Post by account_disabled on Dec 4, 2023 3:19:22 GMT
Simply put, there are too many pages to crawl on the Internet.
Some need to be scanned more frequently, others don't need to be scanned at all. Therefore, we use a queue that decides in which order the URLs will be sent for crawling.
A common problem with this step is crawling too many similar, irrelevant URLs, which could lead to people seeing more spam and fewer unique referring domains.
What we have done?
To optimize the queue, we've added filters that prioritize unique content and higher Country Email List authority websites, as well as counteract link farms. As a result, the system now finds more unique content and generates fewer reports with duplicate links.

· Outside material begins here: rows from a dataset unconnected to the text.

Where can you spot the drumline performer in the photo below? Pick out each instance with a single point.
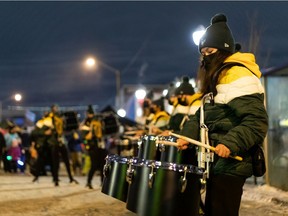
(236, 120)
(92, 133)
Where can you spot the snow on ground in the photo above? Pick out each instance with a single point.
(19, 196)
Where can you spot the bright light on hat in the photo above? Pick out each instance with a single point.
(198, 34)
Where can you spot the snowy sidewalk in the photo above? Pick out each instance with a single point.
(19, 196)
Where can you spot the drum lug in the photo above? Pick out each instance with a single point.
(129, 174)
(151, 176)
(183, 181)
(106, 170)
(203, 180)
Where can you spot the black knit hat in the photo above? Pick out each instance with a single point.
(185, 87)
(90, 109)
(218, 35)
(171, 91)
(159, 102)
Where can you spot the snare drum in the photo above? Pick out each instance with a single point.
(164, 189)
(148, 148)
(170, 153)
(114, 182)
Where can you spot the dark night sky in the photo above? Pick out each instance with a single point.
(43, 44)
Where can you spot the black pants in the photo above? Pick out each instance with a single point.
(223, 195)
(56, 152)
(97, 157)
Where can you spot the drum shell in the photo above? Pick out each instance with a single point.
(114, 182)
(127, 147)
(165, 197)
(170, 153)
(148, 148)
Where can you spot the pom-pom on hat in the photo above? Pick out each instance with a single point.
(90, 109)
(218, 35)
(185, 87)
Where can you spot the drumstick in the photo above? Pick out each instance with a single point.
(195, 142)
(164, 142)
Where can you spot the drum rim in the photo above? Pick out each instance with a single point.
(168, 166)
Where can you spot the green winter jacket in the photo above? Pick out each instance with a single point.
(238, 118)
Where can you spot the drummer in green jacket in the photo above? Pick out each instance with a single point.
(236, 121)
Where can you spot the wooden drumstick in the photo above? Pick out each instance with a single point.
(164, 142)
(195, 142)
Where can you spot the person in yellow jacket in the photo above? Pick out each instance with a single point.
(93, 139)
(160, 119)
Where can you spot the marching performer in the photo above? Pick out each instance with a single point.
(91, 128)
(236, 121)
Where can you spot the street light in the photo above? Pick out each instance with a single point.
(197, 34)
(92, 62)
(17, 97)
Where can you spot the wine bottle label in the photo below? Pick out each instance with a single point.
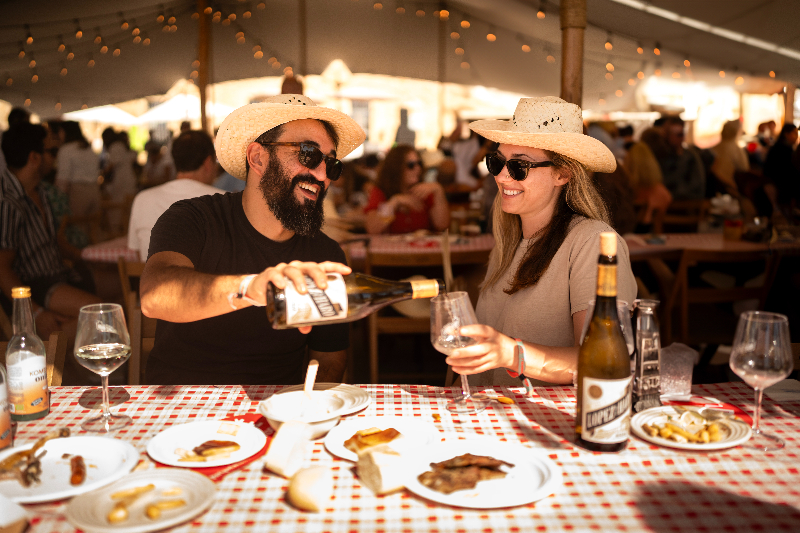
(606, 410)
(27, 386)
(426, 288)
(606, 280)
(5, 419)
(316, 305)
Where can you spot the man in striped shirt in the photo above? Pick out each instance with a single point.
(30, 252)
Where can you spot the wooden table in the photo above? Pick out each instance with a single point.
(645, 488)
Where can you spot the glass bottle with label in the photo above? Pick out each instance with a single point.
(6, 439)
(346, 299)
(26, 363)
(602, 421)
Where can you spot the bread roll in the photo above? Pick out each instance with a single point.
(288, 447)
(381, 469)
(311, 489)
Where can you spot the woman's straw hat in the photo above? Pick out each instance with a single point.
(549, 123)
(246, 124)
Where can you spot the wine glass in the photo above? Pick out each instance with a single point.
(102, 345)
(449, 312)
(762, 356)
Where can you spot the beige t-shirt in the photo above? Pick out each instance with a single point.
(542, 314)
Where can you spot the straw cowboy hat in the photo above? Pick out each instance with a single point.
(549, 123)
(246, 124)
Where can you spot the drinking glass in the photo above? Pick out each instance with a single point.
(102, 345)
(762, 356)
(449, 312)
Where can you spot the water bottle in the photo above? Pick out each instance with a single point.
(647, 353)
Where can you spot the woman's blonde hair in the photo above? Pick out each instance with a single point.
(578, 197)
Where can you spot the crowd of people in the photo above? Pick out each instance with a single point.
(217, 219)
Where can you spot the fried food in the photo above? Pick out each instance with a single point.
(78, 469)
(25, 466)
(216, 447)
(153, 511)
(368, 438)
(462, 472)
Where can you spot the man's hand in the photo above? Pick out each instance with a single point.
(294, 272)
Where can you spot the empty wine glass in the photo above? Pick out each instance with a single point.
(762, 356)
(449, 312)
(102, 345)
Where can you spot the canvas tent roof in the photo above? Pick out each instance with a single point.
(380, 41)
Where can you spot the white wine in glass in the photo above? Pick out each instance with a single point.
(102, 345)
(449, 312)
(762, 356)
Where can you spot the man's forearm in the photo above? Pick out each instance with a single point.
(331, 365)
(181, 294)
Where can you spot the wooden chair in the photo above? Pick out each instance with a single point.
(143, 335)
(379, 324)
(55, 355)
(128, 270)
(685, 292)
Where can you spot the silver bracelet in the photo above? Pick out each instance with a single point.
(242, 294)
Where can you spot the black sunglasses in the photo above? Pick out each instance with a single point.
(517, 168)
(310, 157)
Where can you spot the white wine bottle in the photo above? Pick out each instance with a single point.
(346, 299)
(26, 363)
(602, 421)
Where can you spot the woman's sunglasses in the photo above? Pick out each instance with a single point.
(517, 168)
(310, 157)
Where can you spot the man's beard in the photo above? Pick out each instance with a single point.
(302, 217)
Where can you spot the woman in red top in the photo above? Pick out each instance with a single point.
(412, 205)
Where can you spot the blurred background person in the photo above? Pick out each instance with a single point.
(400, 202)
(77, 171)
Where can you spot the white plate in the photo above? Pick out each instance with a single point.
(187, 436)
(355, 398)
(735, 432)
(89, 511)
(532, 477)
(106, 461)
(416, 433)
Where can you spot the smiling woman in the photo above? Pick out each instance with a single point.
(542, 271)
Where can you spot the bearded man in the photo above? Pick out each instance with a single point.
(211, 258)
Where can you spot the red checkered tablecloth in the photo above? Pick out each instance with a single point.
(110, 251)
(406, 244)
(645, 488)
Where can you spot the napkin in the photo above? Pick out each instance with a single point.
(787, 390)
(216, 473)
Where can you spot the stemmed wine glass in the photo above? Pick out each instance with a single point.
(102, 345)
(449, 312)
(762, 356)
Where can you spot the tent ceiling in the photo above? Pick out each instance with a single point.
(381, 41)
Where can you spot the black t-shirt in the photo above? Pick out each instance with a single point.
(238, 347)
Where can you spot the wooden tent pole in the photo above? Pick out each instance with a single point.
(203, 48)
(303, 35)
(573, 25)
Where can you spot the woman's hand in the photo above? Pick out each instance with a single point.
(492, 350)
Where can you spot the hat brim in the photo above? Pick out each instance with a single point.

To protect our queue from link farms we check if a large number of domains come from the same IP address. If we see too many domains from the same IP, their priority in the queue will be reduced, allowing us to scan multiple domains from different IPs and not get stuck on a link farm.
To protect websites and avoid polluting our reports with similar links, we check if there are too many URLs from the same domain. If we see too many URLs from the same domain, they will not all be crawled on the same day.
To ensure we crawl new pages as soon as possible, any URLs we haven't crawled previously will be given higher priority.
Each page has its own hash code which helps us prioritize crawling unique content.
We take into account how often new links are generated on the source page.
We take into account the authority score of a web page and a domain.
How the queue is improved
More than 10 different factors filter out unnecessary links.
More unique, high-quality pages, thanks to new quality control algorithms.
Crawlers
Our crawlers follow internal and external links across the Internet looking for new linked pages. Therefore, we can only find a page if there is an incoming link on it.
By analyzing our previous system, we saw an opportunity to increase the overall crawl capacity and find better content - the content that website owners would like us to crawl and index.
What we have done?
Tripled our number of crawlers (from 10 to 30)
Stopped crawling pages with URL parameters that do not affect page content (&sessionid, UTM, etc.)
Increased the reading frequency of robots.txt files on websites
How Crawlers Have Improved
More crawlers (now 30!)
Clean data without junk or duplicate links
Improved search for the most relevant content
Scanning speed of 25 billion pages per day
Storage space
Storage is where we keep all the links you can see as a Semrush user. This storage shows you links in the tool and gives you filters you can apply to find what you're looking for.
Some need to be scanned more frequently, others don't need to be scanned at all. Therefore, we use a queue that decides in which order the URLs will be sent for crawling.
A common problem with this step is crawling too many similar, irrelevant URLs, which could lead to people seeing more spam and fewer unique referring domains.
What we have done?
To optimize the queue, we've added filters that prioritize unique content and higher Country Email List authority websites, as well as counteract link farms. As a result, the system now finds more unique content and generates fewer reports with duplicate links.
To protect our queue from link farms we check if a large number of domains come from the same IP address. If we see too many domains from the same IP, their priority in the queue will be reduced, allowing us to scan multiple domains from different IPs and not get stuck on a link farm.
To protect websites and avoid polluting our reports with similar links, we check if there are too many URLs from the same domain. If we see too many URLs from the same domain, they will not all be crawled on the same day.
To ensure we crawl new pages as soon as possible, any URLs we haven't crawled previously will be given higher priority.
Each page has its own hash code which helps us prioritize crawling unique content.
We take into account how often new links are generated on the source page.
We take into account the authority score of a web page and a domain.
How the queue is improved
More than 10 different factors filter out unnecessary links.
More unique, high-quality pages, thanks to new quality control algorithms.
Crawlers
Our crawlers follow internal and external links across the Internet looking for new linked pages. Therefore, we can only find a page if there is an incoming link on it.
By analyzing our previous system, we saw an opportunity to increase the overall crawl capacity and find better content - the content that website owners would like us to crawl and index.
What we have done?
Tripled our number of crawlers (from 10 to 30)
Stopped crawling pages with URL parameters that do not affect page content (&sessionid, UTM, etc.)
Increased the reading frequency of robots.txt files on websites
How Crawlers Have Improved
More crawlers (now 30!)
Clean data without junk or duplicate links
Improved search for the most relevant content
Scanning speed of 25 billion pages per day
Storage space
Storage is where we keep all the links you can see as a Semrush user. This storage shows you links in the tool and gives you filters you can apply to find what you're looking for.